From the front door of their home on Sixth Street in the Pinckney Neighborhood, Melinda Toumi and her family have seen intoxicated drivers, fights, drug activity and a dead man on the sidewalk.
“It is a stressful environment,” said Toumi, vice president of the Pinckney Neighborhood Association and a resident for more than a decade.
Each time her family has had to call police, Toumi said, they’ve been pleased with the response. But a recent letter to the Journal-World written by a Pinckney resident expressed a different view, and that was the topic at a recent neighborhood association meeting.
Confronted by periodic episodes of crime, often involving suspicious people trespassing on property, Pinckney residents are considering the source of the incidents and how best to deal with them.
The letter writer, Kristen Renfro, expressed concern about crime in the neighborhood and near Burcham Park, where a man was stabbed by a friend at a campsite recently. Renfro declined to be interviewed for this story, but within the past year, she wrote, her vehicle and her husband’s have been broken into. On separate occasions, outside their home, Renfro observed a man holding a broken beer bottle while talking to himself and jumping in front of passing vehicles. She saw another man was lying on the sidewalk, shouting profanities and throwing his shoes.
At the neighborhood association’s meeting, Toumi said, many residents said they believed that the neighborhood doesn't have a police response problem so much as another challenge.
“I really feel like it’s a mental health issue,” Toumi said. “We really have a unique opportunity to address this.”
Toumi pointed to the health care services offered near the neighborhood at Bert Nash Community Mental Health Center and Lawrence Memorial Hospital.

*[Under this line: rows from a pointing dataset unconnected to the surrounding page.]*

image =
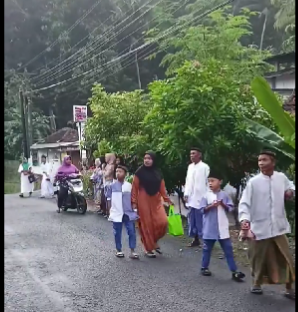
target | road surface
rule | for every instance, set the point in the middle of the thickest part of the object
(65, 262)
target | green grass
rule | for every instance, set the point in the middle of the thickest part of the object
(12, 177)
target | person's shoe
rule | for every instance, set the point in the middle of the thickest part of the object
(238, 276)
(205, 272)
(194, 243)
(256, 290)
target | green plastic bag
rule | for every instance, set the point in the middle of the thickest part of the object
(175, 223)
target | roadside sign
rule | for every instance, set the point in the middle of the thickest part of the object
(79, 113)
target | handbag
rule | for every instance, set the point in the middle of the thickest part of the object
(175, 223)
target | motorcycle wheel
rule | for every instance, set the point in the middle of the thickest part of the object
(82, 205)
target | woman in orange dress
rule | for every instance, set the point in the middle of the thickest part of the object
(148, 189)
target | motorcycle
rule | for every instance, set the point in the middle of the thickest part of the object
(75, 198)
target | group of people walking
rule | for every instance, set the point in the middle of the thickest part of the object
(262, 219)
(261, 209)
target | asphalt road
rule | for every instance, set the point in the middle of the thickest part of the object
(65, 262)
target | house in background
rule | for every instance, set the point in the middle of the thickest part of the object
(282, 79)
(55, 146)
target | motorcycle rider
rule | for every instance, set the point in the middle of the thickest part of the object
(65, 170)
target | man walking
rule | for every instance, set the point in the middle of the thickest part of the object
(196, 186)
(262, 215)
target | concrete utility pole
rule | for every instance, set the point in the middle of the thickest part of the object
(30, 123)
(25, 104)
(22, 108)
(138, 70)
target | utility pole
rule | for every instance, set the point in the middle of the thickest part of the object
(138, 70)
(25, 145)
(25, 101)
(30, 124)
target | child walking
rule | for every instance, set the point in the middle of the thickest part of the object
(121, 212)
(214, 207)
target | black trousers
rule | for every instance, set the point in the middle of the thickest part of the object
(62, 195)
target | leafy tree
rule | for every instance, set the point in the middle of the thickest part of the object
(218, 37)
(285, 21)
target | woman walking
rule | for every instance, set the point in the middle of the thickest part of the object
(148, 189)
(25, 169)
(97, 182)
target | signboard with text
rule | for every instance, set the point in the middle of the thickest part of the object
(79, 113)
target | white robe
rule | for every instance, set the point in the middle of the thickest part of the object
(26, 186)
(196, 184)
(46, 185)
(263, 205)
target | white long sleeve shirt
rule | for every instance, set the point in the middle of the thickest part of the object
(196, 184)
(263, 205)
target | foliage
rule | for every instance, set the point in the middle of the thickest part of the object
(285, 21)
(285, 142)
(207, 97)
(13, 131)
(218, 37)
(204, 105)
(115, 124)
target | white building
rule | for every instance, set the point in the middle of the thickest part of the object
(57, 145)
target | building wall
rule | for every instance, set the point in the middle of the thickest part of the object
(54, 158)
(282, 82)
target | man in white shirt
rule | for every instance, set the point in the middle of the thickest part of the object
(196, 186)
(262, 214)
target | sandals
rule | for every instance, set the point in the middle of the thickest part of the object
(238, 276)
(290, 294)
(194, 243)
(158, 250)
(150, 254)
(119, 254)
(256, 290)
(206, 272)
(134, 256)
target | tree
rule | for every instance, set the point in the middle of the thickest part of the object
(115, 125)
(283, 139)
(285, 20)
(218, 37)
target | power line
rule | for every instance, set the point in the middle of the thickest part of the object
(69, 67)
(73, 26)
(123, 51)
(71, 56)
(166, 32)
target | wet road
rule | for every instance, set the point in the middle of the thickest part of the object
(66, 263)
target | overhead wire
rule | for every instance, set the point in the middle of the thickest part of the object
(58, 59)
(69, 67)
(72, 27)
(155, 40)
(88, 45)
(128, 55)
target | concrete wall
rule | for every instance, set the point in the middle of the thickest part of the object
(282, 82)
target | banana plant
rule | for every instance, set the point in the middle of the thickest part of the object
(285, 142)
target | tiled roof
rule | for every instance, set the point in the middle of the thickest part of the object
(63, 135)
(290, 104)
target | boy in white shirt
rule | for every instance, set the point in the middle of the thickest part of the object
(121, 212)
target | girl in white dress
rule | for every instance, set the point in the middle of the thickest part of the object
(46, 184)
(25, 169)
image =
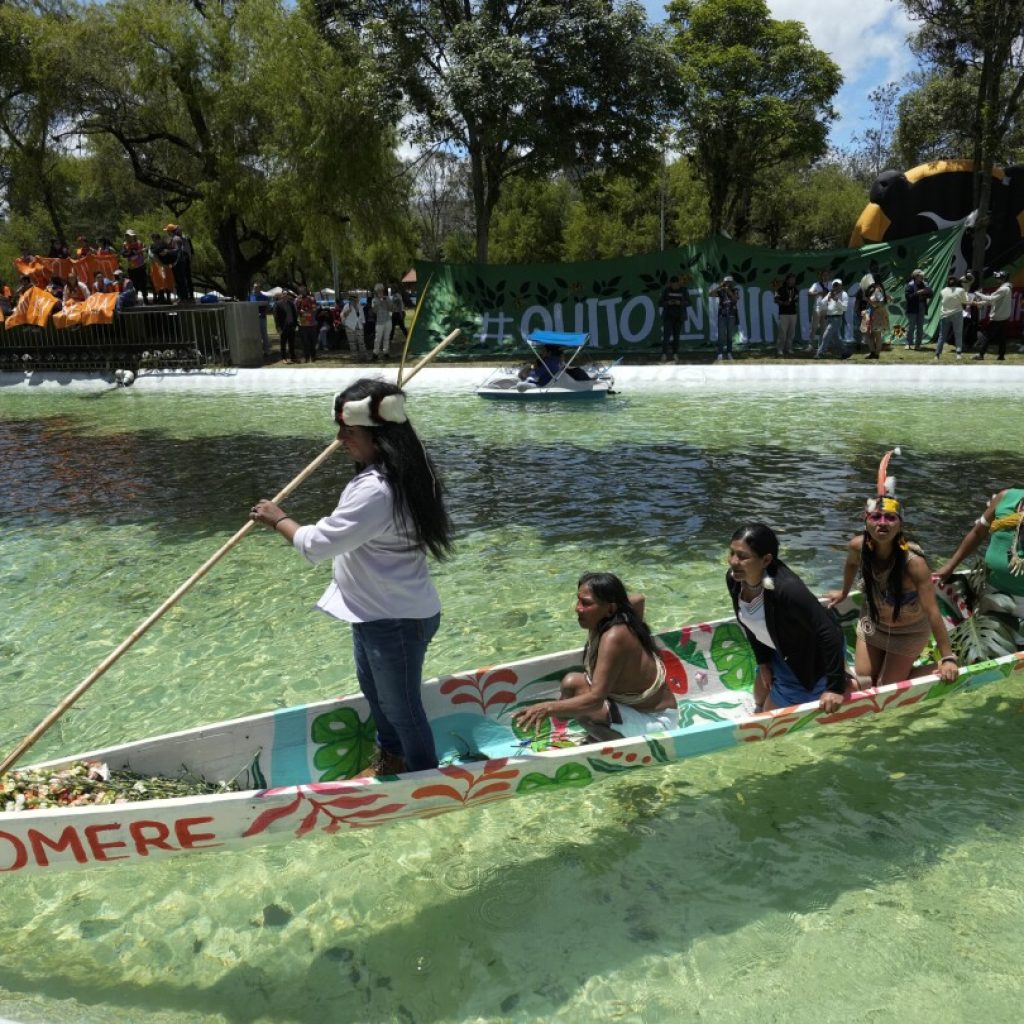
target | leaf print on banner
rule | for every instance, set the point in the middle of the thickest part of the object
(493, 783)
(732, 656)
(690, 711)
(567, 776)
(345, 742)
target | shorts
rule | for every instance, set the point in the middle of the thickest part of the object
(642, 723)
(786, 689)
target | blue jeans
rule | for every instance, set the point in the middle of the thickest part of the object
(947, 324)
(914, 329)
(727, 325)
(833, 333)
(389, 655)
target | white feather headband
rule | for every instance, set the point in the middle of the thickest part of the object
(372, 412)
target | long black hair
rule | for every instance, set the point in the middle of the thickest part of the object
(894, 578)
(610, 590)
(761, 539)
(402, 461)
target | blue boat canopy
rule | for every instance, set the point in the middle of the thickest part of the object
(562, 338)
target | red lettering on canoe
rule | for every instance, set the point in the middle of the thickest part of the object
(68, 840)
(20, 854)
(193, 841)
(137, 830)
(98, 847)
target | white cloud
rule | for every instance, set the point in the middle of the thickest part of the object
(866, 38)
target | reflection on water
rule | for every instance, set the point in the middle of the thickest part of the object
(717, 889)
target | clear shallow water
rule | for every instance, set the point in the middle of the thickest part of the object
(869, 875)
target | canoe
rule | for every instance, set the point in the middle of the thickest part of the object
(569, 382)
(295, 765)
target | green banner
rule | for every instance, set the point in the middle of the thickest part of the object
(616, 301)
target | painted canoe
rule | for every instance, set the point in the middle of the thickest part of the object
(296, 764)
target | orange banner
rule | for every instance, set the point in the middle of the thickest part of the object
(35, 307)
(42, 268)
(97, 308)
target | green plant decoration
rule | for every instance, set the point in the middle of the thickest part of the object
(732, 656)
(345, 742)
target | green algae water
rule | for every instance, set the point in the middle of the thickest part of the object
(864, 873)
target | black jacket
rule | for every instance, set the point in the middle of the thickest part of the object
(806, 635)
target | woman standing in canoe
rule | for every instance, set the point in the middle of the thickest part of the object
(799, 646)
(622, 690)
(390, 514)
(900, 612)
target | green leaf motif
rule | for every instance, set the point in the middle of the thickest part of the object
(567, 776)
(345, 743)
(690, 711)
(732, 656)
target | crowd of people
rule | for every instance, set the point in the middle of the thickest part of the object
(970, 317)
(139, 273)
(392, 514)
(366, 326)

The Lawrence Community Shelter used to be near downtown but has moved to the eastern edge of Lawrence. Some people with appointments at the hospital or mental health clinic have slept at Burcham Park on the eve of their visits, she said.
“As a community, we’re not sure how to address that,” Toumi said.
In response, the association has invited David Johnson, Bert Nash's chief executive officer, and both Lawrence police and Douglas County Emergency Communications staff to its April 19 meeting.
Pat Miller, the Pinckney Neighborhood Association’s president, said Bert Nash officials and neighborhood resource officers have attended meetings each year, but a meeting with both present would be a first. She said she hopes the meeting will produce new strategies for addressing residents’ concerns.
Johnson acknowledged receiving the invitation, saying that until now he hadn’t been informed of problems involving patients camping overnight ahead of appointments or trespassing in neighborhoods.
“I’m pleased our relationship is good enough that they reached out and asked instead of being concerned and not saying anything,” Johnson said.
Calling it in
According to crime data reported by Lawrence police, the most common offense committed in the area the past 10 years is simple assault or battery, which have occurred an average of 53 times a year from 2003 to 2012. (Data for 2013 is not yet available.) But these statistics only reflect criminal citations.
Kim Murphree, a Lawrence police spokeswoman, said police have not seen incidents increase or decrease in any particular neighborhood.